Hi there, I have conducted a pilot study to inform the use of priors for generating my main survey design and have some questions about how I take these findings forward for the main study. For context, my design is binary – each choice set involves one medical test option and participants decide whether to test or not. The decision to not test is assumed to have zero utility.

1) I included an asc (b0) for the decision to test when generating the pilot design in NGene. However, because my design is binary, including a constant that equals 1 when someone decides to test and 0 when someone decides not to test, means the asc is a perfect predictor of choice, so I have not manually created an asc for running the model. Instead, I have conducted a binary logistic regression using the pilot data (n=60) which automatically includes a constant (intercept term) in the output – my understanding of this variable (which is positive and significant 2.63, p<.001) is that is reflects the probability of choosing Yes (to test) at the reference level of the categorical variables in the model (which are effects coded). I want to check this is an appropriate conclusion and approach for interpreting the constant before proceeding with the main study?

2) I planned to use the priors from the pilot study to conduct a sample size estimate using the de Bekker-Grob 2015 method.
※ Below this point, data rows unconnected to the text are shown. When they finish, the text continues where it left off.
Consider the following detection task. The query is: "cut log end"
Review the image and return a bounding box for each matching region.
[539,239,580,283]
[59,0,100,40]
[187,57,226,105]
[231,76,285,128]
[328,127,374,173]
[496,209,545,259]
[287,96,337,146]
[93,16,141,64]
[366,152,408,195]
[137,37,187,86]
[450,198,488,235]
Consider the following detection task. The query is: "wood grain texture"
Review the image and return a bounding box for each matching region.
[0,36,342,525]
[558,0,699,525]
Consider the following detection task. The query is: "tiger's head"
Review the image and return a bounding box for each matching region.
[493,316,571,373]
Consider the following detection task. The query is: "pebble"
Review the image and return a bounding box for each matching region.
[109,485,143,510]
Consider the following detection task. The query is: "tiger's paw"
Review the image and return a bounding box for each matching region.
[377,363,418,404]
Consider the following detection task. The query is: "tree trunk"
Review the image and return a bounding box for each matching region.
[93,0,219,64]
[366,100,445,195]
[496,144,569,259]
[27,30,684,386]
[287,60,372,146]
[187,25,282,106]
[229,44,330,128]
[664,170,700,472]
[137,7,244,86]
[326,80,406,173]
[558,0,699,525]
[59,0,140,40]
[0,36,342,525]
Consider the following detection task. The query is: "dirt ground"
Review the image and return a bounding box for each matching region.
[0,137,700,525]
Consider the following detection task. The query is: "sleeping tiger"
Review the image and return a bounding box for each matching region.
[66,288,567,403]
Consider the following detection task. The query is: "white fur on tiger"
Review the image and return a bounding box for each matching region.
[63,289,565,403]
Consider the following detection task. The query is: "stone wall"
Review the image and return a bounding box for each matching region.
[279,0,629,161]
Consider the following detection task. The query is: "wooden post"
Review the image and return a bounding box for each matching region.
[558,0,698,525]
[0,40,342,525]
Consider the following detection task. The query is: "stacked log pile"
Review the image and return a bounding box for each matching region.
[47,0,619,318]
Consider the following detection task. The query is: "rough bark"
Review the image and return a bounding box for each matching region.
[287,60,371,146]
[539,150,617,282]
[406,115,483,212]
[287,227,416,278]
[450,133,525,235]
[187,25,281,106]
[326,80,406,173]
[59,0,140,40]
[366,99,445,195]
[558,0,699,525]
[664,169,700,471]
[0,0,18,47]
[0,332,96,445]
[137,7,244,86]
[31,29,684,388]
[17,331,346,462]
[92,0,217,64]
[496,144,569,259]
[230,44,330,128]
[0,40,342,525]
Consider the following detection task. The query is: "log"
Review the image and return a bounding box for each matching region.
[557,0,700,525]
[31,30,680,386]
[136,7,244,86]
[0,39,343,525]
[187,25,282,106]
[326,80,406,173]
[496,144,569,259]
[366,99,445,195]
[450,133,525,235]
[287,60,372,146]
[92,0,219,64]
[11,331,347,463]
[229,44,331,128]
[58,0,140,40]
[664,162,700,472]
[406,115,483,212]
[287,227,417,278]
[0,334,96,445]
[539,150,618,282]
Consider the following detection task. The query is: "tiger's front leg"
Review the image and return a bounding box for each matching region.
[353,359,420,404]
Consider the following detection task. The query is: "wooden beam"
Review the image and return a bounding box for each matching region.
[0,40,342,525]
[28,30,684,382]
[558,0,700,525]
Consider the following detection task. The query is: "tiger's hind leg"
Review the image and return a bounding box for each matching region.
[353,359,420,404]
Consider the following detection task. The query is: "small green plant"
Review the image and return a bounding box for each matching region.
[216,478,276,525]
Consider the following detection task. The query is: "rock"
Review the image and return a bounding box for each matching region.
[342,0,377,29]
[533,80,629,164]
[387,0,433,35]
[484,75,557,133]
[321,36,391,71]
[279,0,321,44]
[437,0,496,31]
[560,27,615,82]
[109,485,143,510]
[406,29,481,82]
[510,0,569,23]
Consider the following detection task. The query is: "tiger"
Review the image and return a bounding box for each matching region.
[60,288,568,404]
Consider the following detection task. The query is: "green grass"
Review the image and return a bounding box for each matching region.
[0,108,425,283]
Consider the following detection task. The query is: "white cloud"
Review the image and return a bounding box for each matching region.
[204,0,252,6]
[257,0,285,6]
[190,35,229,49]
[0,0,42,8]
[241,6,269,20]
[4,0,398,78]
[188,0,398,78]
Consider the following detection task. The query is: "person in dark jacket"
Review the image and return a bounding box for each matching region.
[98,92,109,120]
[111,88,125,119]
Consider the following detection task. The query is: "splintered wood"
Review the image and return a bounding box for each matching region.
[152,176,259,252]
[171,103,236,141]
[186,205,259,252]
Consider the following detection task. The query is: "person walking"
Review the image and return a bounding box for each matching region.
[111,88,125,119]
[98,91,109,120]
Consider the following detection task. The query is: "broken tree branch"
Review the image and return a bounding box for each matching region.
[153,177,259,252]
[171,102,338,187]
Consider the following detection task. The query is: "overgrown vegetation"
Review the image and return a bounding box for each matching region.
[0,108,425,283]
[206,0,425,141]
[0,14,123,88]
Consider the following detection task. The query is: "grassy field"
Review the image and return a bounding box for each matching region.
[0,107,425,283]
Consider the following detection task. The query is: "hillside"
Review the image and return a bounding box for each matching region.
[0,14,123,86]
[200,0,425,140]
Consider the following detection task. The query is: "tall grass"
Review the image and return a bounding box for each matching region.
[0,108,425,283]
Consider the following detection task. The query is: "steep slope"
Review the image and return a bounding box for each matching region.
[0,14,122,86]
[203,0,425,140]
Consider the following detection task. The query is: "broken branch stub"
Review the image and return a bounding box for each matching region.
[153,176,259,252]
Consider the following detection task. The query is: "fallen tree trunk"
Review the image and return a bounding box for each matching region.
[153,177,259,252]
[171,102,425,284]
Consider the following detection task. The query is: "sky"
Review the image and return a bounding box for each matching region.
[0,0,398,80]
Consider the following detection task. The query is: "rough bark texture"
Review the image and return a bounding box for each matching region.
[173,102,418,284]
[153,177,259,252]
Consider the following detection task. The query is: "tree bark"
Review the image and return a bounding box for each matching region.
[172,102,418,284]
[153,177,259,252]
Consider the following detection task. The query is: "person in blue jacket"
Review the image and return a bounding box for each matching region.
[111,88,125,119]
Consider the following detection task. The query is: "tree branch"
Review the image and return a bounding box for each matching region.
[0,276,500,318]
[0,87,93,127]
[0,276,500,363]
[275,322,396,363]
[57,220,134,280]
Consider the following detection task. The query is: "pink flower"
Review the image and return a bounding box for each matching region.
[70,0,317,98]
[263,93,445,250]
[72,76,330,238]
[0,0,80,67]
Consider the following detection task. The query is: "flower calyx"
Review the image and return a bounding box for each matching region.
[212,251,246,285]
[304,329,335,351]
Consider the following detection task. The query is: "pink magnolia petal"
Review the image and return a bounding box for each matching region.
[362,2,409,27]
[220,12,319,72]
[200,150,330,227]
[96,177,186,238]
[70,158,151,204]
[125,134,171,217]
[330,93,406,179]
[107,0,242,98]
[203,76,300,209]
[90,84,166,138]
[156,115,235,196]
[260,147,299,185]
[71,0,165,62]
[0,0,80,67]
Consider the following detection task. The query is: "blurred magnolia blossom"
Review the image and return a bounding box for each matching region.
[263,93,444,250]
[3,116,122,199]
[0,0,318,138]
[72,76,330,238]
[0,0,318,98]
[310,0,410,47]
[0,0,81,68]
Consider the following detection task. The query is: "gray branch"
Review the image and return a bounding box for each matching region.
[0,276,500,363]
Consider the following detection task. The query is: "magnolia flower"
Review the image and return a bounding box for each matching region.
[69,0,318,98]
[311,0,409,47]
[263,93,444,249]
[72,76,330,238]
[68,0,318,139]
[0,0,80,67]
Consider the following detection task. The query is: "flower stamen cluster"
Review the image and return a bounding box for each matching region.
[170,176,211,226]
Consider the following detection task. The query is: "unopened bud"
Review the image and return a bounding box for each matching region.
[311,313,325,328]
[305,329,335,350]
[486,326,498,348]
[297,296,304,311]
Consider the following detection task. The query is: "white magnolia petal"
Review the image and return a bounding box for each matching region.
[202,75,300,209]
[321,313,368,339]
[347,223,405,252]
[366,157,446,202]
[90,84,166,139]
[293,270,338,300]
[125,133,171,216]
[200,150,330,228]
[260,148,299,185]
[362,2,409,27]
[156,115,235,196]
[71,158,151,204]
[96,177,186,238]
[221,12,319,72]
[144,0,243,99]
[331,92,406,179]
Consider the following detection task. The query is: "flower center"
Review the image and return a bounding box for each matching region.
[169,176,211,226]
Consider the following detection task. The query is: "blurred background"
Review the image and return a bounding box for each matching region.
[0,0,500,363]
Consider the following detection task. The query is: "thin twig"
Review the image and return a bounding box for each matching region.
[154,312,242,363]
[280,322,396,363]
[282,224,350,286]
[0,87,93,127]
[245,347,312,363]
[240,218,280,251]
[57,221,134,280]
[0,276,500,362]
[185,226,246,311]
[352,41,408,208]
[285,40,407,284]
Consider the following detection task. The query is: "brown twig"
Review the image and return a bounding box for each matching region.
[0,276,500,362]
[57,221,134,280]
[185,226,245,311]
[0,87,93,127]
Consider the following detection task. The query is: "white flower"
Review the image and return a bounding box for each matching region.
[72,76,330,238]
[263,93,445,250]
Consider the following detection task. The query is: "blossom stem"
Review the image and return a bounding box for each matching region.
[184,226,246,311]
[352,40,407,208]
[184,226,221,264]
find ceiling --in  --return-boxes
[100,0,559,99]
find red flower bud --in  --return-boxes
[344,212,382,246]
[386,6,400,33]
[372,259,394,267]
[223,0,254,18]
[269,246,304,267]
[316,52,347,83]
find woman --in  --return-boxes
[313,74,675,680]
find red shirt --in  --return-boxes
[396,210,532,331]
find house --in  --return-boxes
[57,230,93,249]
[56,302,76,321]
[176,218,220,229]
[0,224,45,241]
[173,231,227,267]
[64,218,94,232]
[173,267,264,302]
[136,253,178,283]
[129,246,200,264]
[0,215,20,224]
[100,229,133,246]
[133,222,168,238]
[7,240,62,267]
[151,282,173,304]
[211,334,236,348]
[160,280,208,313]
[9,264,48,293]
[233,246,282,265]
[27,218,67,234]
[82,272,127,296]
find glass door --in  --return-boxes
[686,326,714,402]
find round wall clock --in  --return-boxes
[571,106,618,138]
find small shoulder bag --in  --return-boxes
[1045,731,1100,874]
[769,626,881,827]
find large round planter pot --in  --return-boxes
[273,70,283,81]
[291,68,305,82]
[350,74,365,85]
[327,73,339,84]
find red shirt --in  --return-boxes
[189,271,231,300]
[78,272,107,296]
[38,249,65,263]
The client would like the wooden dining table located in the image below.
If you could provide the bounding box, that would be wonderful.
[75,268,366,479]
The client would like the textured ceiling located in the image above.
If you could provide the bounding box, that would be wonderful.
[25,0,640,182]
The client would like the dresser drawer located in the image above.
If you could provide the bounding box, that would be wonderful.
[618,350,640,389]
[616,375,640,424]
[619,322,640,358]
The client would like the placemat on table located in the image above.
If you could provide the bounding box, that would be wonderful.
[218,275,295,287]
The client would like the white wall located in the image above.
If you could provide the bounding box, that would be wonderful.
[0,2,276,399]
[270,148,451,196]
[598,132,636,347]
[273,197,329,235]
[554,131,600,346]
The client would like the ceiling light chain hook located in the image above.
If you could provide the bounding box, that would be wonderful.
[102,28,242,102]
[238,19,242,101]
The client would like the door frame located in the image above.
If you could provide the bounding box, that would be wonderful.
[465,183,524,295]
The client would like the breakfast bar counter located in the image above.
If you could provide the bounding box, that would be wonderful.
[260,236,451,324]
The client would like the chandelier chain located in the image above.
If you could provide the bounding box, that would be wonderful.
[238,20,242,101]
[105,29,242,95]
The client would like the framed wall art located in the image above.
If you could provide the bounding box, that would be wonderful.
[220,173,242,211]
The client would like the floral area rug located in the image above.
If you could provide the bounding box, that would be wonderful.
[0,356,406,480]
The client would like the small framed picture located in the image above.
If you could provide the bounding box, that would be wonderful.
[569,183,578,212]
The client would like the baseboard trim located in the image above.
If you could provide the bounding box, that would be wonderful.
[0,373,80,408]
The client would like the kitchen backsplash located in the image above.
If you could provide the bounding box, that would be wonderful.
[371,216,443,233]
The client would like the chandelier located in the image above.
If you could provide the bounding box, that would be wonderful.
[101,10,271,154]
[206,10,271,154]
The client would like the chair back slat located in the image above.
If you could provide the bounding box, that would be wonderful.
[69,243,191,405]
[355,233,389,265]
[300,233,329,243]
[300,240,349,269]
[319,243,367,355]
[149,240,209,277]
For the design matrix used for the calculation, there are two rows per choice set, one with the decision to test (with the appropriate attribute levels for that attribute) and the other for the decision to not test (all attributes = 0). Should the constant term be included in the sample size calculation here? If so, is it appropriate to add a column to the design which equals 1 for the test row and 0 for the no test row, and then use the coefficient for the constant term estimated in the logistic regression model as the parameter?

3) My design has 36 choice tasks divided into 3 blocks of 12. For the sample size calculation, does this mean that I will need to multiply the sample size estimates by 3 to obtain the total required sample size for the main study?

4) I’m estimating required sample size for a binary logistic regression model by including one parameter per variable in the calculation. For the main study I plan to run a mixed effects logistic regression to account for heterogeneity and repeated measures, in which case should I be using 2 parameters per variable to calculate required sample size at this stage? If so, is there an example / advice for how to construct the design matrix for this for the sample size calculation?

Thanks very much in advance for any advice you can give.